- Katy Perry and Russell Brand got engaged while on vacation in India, marking the first time in history that a giant, painted street elephant was able to roll his eyes. Also, they are perfect for each other like unrelated identical twins.
- Lindsay Lohan has accused ex-BFF Patrick “Pootie” Aufdenkamp of stealing from her, while the rest of the country accuses him of possibly being a gay Nazi war criminal.
- Sharon Stone is set to make an appearance on Law & Order: SVU, while Sharon Stone’s Vagina has opted to appear on NCIS: Los Angeles.
- Joan Rivers was not allowed to board a flight to Costa Rica from Newark due to some passport/boarding pass name confusion… so she took to Larry King to talk about it! That gate agent should be fired and then immediately hired to face off against Joan on a new season of Fox’s Celebrity Boxing.
- What do you get the person who has everything? Boom.

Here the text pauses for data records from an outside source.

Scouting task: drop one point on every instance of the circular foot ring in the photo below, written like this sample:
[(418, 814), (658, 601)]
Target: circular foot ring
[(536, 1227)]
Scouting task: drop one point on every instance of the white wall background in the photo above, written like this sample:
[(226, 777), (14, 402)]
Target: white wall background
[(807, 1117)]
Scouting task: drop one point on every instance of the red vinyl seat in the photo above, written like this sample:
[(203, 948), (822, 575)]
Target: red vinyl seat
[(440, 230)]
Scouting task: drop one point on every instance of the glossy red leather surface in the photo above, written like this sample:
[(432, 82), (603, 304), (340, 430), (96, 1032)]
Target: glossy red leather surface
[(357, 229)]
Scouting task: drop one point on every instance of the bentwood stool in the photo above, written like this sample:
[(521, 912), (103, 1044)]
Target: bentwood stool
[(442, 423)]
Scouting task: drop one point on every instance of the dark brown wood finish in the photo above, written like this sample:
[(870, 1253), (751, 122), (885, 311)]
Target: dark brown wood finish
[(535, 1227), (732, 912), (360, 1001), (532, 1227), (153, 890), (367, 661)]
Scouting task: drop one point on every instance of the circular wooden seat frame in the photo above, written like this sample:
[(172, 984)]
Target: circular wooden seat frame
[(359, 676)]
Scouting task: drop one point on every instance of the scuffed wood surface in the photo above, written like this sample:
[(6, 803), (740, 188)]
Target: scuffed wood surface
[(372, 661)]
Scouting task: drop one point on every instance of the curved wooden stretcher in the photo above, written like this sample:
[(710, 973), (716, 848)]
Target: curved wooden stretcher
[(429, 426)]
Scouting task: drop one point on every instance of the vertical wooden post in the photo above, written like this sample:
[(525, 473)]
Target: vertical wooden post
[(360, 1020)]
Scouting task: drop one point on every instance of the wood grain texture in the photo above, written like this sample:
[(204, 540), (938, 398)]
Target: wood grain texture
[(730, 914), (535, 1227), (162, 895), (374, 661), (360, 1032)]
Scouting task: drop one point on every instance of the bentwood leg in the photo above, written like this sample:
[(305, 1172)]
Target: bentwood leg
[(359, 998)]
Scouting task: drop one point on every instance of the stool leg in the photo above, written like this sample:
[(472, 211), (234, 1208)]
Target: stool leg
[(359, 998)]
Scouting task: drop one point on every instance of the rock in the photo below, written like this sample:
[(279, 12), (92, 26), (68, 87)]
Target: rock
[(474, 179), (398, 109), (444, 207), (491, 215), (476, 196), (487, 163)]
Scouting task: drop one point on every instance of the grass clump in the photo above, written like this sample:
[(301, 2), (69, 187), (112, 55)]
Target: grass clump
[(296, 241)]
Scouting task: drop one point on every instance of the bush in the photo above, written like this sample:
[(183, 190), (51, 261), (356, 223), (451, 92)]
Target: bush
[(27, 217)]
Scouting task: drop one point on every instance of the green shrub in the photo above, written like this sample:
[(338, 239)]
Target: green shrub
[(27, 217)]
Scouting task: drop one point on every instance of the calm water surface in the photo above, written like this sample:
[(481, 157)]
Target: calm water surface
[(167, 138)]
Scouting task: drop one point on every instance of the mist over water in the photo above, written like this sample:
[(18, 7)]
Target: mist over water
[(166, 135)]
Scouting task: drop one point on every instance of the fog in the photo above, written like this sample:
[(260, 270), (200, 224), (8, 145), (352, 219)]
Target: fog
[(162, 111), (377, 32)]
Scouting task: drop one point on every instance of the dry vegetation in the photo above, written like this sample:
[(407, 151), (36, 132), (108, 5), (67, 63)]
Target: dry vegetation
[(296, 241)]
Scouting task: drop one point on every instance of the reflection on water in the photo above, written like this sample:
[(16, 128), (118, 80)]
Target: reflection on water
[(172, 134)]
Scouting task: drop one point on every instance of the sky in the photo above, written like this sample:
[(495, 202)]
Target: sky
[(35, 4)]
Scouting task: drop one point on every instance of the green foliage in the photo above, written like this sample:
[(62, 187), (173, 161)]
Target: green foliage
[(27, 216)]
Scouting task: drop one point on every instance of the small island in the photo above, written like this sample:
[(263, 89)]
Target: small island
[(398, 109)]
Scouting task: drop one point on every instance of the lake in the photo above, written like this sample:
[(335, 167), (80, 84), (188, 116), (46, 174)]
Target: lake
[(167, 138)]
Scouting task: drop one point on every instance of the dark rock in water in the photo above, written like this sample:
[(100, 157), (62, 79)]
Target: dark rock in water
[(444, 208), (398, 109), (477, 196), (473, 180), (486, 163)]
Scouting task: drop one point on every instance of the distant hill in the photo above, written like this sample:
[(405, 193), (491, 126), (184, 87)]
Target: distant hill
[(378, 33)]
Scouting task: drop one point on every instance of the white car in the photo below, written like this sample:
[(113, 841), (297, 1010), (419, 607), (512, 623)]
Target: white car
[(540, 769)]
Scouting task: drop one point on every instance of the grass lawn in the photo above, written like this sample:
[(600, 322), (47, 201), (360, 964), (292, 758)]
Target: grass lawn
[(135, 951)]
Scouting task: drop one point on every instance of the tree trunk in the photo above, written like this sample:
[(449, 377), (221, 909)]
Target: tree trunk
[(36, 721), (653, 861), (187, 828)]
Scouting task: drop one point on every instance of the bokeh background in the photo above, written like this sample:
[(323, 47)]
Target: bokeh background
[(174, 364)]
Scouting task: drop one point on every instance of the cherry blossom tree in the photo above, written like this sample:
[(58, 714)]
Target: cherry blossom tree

- The recent passing away of heiress Casey Johnson, also the recent girlfriend of Tila Tequila, is sad and no doubt an early loss. But it’s perhaps this line, spoken by Johnson’s ex-girlfriend to Radar, that is raising the most red flags for us: “On one occasion she (Tila) called me and a male friend screaming, saying people were breaking into her home. When I arrived, she was naked with a kitchen knife screaming, but no one was there.” It’s official: Tila Tequila needs to be stopped.